In the last decade, microRNAs (miRNAs) have been identified as a prolific class of post-transcriptional regulators of gene expression acting in plants and animals. miRNAs are endogenous, non-coding, 20-24 nt long single-stranded RNAs which suppress target messenger RNAs (mRNAs) either by translational repression or endonucleolytic cleavage. The role of miRNAs in regulating cell division, differentiation, and death makes them essential in development and maintenance of coordinated cell cycle, and their impairment has critical impact on organism health. A number of miRNAs have been implicated in human cancers where their activity as tumor suppressors or oncogenic agents has earned them the term 'oncomirs.'Members of the let-7 class of oncomirs in particular act as tumor suppressors, and decreased levels of its transcripts are correlated with a poor prognosis in lung and breast cancers.
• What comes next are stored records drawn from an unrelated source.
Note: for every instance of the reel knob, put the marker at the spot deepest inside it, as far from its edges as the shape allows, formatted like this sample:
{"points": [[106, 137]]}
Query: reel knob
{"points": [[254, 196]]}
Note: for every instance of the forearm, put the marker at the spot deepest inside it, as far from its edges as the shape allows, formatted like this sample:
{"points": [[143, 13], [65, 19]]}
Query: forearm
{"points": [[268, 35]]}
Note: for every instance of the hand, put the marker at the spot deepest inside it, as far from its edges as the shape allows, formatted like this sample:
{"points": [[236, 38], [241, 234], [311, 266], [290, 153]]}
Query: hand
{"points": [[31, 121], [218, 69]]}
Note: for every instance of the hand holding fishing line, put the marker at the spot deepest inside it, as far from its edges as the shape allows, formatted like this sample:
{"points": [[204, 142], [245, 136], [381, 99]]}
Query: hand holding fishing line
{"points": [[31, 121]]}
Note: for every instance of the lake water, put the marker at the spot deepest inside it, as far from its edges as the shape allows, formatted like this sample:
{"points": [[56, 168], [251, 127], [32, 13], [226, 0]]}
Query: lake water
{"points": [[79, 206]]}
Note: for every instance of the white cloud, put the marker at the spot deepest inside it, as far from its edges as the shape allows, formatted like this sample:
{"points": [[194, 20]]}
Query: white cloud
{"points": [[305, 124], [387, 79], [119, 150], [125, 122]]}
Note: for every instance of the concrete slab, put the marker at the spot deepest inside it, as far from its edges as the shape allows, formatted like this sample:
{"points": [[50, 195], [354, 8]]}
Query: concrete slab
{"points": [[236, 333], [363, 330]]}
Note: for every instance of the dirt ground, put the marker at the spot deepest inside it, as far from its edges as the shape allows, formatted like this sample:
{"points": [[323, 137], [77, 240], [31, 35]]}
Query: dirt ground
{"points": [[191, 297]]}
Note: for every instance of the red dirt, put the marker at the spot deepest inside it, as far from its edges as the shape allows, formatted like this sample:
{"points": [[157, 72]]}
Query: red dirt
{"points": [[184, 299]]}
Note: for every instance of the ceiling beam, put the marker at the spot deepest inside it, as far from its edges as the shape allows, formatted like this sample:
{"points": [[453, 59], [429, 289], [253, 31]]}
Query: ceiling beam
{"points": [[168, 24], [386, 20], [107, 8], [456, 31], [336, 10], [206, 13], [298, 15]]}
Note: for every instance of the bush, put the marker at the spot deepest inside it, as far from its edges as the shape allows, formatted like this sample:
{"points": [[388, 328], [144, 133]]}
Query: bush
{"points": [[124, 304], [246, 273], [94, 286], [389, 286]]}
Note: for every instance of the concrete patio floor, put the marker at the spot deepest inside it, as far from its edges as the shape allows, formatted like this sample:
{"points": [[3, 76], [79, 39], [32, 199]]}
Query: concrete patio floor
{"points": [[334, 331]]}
While much is known mechanistically about their biogenesis and maturation, the regulation and degradation of miRNAs has not been described. The proposed work is a structure-function analysis of a precursor-miRNA, pre-let-7g, in complex with a regulatory RNA-binding protein, Lin28. Lin28 has been found highly expressed in certain cancer cell lines and its downregulation of let-7 plays an important role in tumorigenesis.
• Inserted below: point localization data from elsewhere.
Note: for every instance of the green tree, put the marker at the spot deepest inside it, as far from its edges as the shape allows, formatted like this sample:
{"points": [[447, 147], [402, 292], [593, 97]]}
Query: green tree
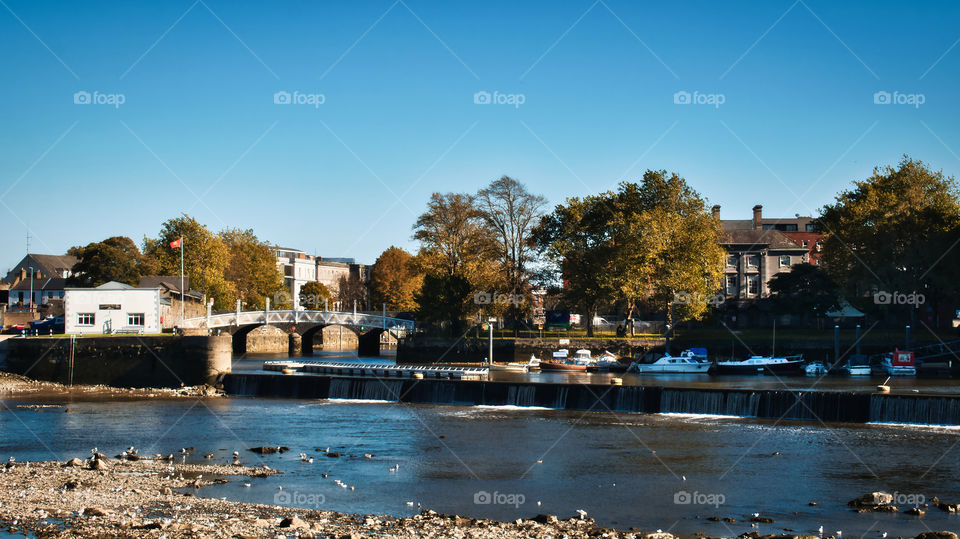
{"points": [[251, 268], [394, 280], [315, 296], [891, 233], [113, 259], [805, 290], [510, 213], [206, 257]]}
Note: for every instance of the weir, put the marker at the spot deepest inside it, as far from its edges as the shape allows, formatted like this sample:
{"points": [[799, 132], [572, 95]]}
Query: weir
{"points": [[827, 406]]}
Specific aims of the proposed work include the (i) low and high resolution structural studies of pre-let-7g, Lin28, and the bound complex by solution NMR (ii) identification of the interface of binding and biochemical and/or kinetic characterization of the pre-let-7g/Lin28 association, and (iii) validation of Lin28- recognized structural elements in a human breast cancer cell line. In combination, solution NMR methods and biochemical techniques will provide structure and dynamics data which will yield a more integrated understanding of the regulatory pair in vivo, and provide the basis for a model of recognition of let-7 by Lin28. We hypothesize that a targeted inhibition of the let-7/Lin28 binding, informed by our structural and biochemical characterizations, could reverse the trend of proliferation in a chosen breast cancer cell line. This validation could represent the pilot study for more directed searches in future cancer therapeutics design. The solution structure of the pre-let-7g/Lin28 complex, which would represent the first such structure for a miRNA in complex with a regulatory protein, will also significantly advance our understanding of general miRNA regulation mechanisms.
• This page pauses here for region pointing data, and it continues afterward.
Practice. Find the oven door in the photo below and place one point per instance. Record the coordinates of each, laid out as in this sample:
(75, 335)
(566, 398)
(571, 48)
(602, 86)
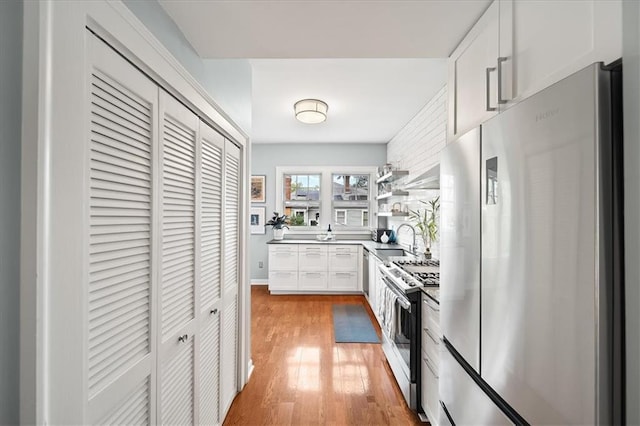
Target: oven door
(400, 345)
The proposed work aims to structurally characterize a regulatory miRNA-protein interaction that has been implicated in human lung, breast, urothelial, and cervical cancers. Rational drug design, which relies heavily on structural data input, could be directed towards an inhibition of this interaction in order to rescue the native tumor-suppressor effects of the miRNA of interest, let-7g. Targeting the maturation and regulation pathways of miRNAs, a broad class of molecules, could result in a new category of cancer therapeutics.